#6: LIGHT IN AUGUST, William Faulkner.
Continuing my annual tradition of ranking the best books I read this past year, I am writing a series of posts about these 10 great novels. You can find the 2011 list and previous lists here.
This novel is supposedly William Faulkner-lite, which is probably why I enjoyed it so much. To my deep and unutterable shame, I have slogged through The Sound and the Fury and Absalom, Absalom! with no pleasant memories of either. However. This? I really liked.
Light in August is the accessible proof for the claim that some make, that Faulkner is the greatest writer of all time. After reading this novel, I find that to be a plausible statement. I wanted to believe in Faulkner’s unmatched greatness after having read The Sound and the Fury and Absalom, but I only pretended to understand that claim, in the same way that I pretended to understand ranking Ulysses as the greatest novel ever written. The works are too dense, difficult, and vast for me, and so I nod quietly and assume their genius without attempting to comprehend. This, however, was comprehensible and a solid and clear proof of Faulkner’s brilliance and his unblemished standing in the Western canon.
The novel, published and set in 1932, concerns a small town in Mississippi with a cast of complicated and contentious characters. The lack of progress, poverty, and dismal state of race relations made me think that this book was set in the late 1800s. I was shocked when I realized that it was intended as a portrait of the contemporary deep South. But Faulkner knew it like no other. Light in August follows three interconnected characters in this town, judiciously examining their motives and propelling their dark and fascinating destinies.
A young white woman, Lena, arrives in town, alone and very pregnant, searching for the father of her baby. She knows him as Lucas Burch, and he last promised that he’d “send for her” once he moved down to Mississippi, a promise that we soon learn he is no good for. While looking for Burch, Lena meets Byron Bunch, who quickly falls in love with her. Byron Bunch helps her find Burch, who is now going by the name of Joe Brown. Brown has been living with a strange and secretive man, Joe Christmas. Christmas more or less becomes the central character of the story and it is his sad and perplexing fate that we become most concerned with.
Christmas becomes involved with a white woman in town, Joanna, the daughter of a famously abolitionist and thus unpopular family. Their relationship is built on a desperate and erotic dependence and is, to say the least, twisted and unhealthy. Through a series of unfortunate events, Joanna’s house is burned to the ground and she is found inside, murdered and nearly decapitated. The killer is on the lam and is suspected to be Brown or Christmas.

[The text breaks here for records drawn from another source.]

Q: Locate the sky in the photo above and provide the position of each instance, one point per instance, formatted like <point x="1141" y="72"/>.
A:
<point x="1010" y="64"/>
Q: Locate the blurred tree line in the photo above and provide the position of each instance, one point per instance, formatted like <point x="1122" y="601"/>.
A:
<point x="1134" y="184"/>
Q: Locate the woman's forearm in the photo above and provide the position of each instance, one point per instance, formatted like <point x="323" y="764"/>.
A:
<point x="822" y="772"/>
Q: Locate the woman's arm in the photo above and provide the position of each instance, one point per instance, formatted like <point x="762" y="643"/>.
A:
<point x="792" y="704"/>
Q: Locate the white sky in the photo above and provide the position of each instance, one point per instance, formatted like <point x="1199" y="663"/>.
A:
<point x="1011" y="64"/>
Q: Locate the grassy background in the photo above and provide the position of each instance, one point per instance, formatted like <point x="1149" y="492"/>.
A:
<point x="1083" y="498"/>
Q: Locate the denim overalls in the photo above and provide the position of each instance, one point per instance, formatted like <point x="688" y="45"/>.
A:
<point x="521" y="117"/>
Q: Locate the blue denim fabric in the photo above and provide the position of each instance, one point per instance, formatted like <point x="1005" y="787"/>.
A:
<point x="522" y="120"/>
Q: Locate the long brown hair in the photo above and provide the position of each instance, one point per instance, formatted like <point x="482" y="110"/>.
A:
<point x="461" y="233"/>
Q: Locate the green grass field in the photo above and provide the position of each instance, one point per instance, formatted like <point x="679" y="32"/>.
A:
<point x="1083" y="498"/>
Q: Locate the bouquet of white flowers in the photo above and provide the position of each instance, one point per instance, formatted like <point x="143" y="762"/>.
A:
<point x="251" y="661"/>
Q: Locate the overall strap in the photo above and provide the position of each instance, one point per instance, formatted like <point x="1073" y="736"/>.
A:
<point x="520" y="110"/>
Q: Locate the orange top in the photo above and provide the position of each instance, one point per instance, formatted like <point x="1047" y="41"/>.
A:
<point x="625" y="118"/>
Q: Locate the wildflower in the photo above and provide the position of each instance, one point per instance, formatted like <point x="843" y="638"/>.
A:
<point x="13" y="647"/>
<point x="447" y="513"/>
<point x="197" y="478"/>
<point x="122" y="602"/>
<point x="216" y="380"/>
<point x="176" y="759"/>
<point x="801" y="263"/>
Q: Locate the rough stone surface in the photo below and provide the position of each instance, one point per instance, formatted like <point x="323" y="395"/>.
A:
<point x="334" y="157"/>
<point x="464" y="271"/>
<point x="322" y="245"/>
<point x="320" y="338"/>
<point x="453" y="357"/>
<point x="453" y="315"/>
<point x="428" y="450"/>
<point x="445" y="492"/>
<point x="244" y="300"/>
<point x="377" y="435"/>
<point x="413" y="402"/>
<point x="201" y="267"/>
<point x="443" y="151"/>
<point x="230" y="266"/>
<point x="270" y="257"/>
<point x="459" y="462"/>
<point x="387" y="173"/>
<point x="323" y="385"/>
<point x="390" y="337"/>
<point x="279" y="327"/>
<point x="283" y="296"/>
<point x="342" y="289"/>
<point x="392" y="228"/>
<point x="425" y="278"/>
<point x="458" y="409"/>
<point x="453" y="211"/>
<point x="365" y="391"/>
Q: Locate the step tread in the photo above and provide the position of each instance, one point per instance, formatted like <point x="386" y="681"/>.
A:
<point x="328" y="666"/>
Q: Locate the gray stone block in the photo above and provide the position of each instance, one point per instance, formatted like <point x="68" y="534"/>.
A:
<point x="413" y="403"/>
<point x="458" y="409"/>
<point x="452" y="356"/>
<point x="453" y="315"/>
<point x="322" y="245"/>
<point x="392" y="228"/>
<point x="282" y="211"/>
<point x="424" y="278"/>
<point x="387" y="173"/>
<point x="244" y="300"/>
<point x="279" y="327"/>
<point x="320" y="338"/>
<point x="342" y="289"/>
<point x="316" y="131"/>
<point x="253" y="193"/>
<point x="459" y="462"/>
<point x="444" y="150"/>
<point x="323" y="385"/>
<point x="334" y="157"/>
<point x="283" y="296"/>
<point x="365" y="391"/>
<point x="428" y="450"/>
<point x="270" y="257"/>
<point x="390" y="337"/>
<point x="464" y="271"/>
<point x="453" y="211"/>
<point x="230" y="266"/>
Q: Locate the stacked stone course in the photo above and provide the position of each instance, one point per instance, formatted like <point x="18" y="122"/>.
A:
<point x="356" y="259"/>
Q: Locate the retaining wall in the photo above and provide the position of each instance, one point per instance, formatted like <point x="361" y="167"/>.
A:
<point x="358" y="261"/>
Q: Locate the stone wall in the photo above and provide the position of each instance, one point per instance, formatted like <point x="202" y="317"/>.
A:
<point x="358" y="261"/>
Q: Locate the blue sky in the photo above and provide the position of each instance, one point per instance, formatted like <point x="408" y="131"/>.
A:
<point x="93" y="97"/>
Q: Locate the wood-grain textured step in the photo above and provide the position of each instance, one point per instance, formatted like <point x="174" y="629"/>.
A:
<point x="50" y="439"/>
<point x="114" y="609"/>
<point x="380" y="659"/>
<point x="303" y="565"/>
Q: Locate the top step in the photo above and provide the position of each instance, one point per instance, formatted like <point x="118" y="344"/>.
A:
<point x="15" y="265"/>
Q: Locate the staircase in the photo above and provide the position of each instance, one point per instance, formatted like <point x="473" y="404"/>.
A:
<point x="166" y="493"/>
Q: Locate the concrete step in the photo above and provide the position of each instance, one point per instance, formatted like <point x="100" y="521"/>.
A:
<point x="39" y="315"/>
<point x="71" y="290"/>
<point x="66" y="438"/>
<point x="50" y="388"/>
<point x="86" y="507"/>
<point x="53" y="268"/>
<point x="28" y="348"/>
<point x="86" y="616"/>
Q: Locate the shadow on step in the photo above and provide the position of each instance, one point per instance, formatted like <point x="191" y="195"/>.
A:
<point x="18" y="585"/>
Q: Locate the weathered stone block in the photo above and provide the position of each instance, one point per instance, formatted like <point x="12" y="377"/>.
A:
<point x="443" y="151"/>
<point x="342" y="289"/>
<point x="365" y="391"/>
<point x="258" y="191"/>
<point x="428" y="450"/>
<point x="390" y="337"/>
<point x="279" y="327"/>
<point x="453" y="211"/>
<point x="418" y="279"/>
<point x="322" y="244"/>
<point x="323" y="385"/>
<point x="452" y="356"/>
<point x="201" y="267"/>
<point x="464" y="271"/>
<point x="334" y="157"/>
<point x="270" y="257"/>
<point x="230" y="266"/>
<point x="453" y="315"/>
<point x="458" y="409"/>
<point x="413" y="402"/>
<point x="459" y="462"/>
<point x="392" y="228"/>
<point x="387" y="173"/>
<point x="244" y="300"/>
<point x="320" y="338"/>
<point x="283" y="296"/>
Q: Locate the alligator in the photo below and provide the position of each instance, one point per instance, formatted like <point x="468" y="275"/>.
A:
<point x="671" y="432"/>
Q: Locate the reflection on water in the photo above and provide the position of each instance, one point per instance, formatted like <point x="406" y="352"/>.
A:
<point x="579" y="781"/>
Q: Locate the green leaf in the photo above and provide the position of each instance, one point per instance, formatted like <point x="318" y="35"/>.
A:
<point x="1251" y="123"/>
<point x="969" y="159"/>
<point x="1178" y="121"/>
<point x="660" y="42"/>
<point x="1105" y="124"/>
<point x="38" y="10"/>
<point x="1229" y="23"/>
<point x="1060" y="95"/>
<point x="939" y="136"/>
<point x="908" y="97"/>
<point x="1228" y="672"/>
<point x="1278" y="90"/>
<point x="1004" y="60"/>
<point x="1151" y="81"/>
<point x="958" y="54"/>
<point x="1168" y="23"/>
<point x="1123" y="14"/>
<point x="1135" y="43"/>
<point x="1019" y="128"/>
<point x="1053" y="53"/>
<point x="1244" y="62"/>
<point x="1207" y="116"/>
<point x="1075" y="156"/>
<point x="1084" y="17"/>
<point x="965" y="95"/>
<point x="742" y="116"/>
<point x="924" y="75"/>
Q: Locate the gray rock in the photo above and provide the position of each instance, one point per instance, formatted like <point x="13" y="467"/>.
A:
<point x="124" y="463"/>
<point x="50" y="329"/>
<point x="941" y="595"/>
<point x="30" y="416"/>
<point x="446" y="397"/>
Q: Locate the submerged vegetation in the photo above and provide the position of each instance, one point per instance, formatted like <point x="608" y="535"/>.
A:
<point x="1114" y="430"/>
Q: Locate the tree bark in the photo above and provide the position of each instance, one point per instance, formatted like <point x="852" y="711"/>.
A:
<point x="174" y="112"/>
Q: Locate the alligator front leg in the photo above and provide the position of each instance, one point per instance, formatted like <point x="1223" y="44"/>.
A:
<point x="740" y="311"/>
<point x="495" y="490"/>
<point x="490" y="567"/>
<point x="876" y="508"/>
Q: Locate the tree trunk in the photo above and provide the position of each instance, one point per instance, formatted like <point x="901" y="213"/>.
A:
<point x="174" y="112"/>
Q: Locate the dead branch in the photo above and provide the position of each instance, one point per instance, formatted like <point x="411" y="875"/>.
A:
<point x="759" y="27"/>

Faulkner never clearly tells us who killed Joanna, but the townspeople are convinced it’s Christmas and commence a man hunt for him. Their desire for Christmas’s life is intensified when it is revealed that Christmas is half-black. I won’t give away everything, as I nearly have, except to say that this is not a happy story. Faulkner doesn’t peddle shiny endings. He writes the recognizably gritty and honest stories and captures the darkness of both Mississippi and the human condition.
I happened to be reading Light in August while I was reading The Help, which was one of the worst (and easily most overrated) books I read all year. This was a fascinating juxtaposition. Light in August helped shine light on all the ways that Kathryn Stockett failed in her feel-good portrayal of Mississippi some 30 years later. Faulkner provided a brilliant contrast to Stockett’s fairytale world, in which all people are 100% good or 100% evil, and in which you finish the novel feeling really good about white people saving the day for black people. Faulkner is too honest to perpetuate that terrible myth. Unsurprisingly, he is vastly more insightful than Stockett in his reading of human nature. In the dark and uncomforting universe of this novel, people are complicated and imperfect. Their motives are not immediately apparent. No one is purely good; no one is purely evil; no one is easily summed up in one line, like you can do with all of Stockett’s two-dimensional characters. People are not so simple, he reminds us. People, both white and black, are full of mixed motives, mystery, and promise. Faulkner lifts the veil and forces us to focus on this uncomfortable truth.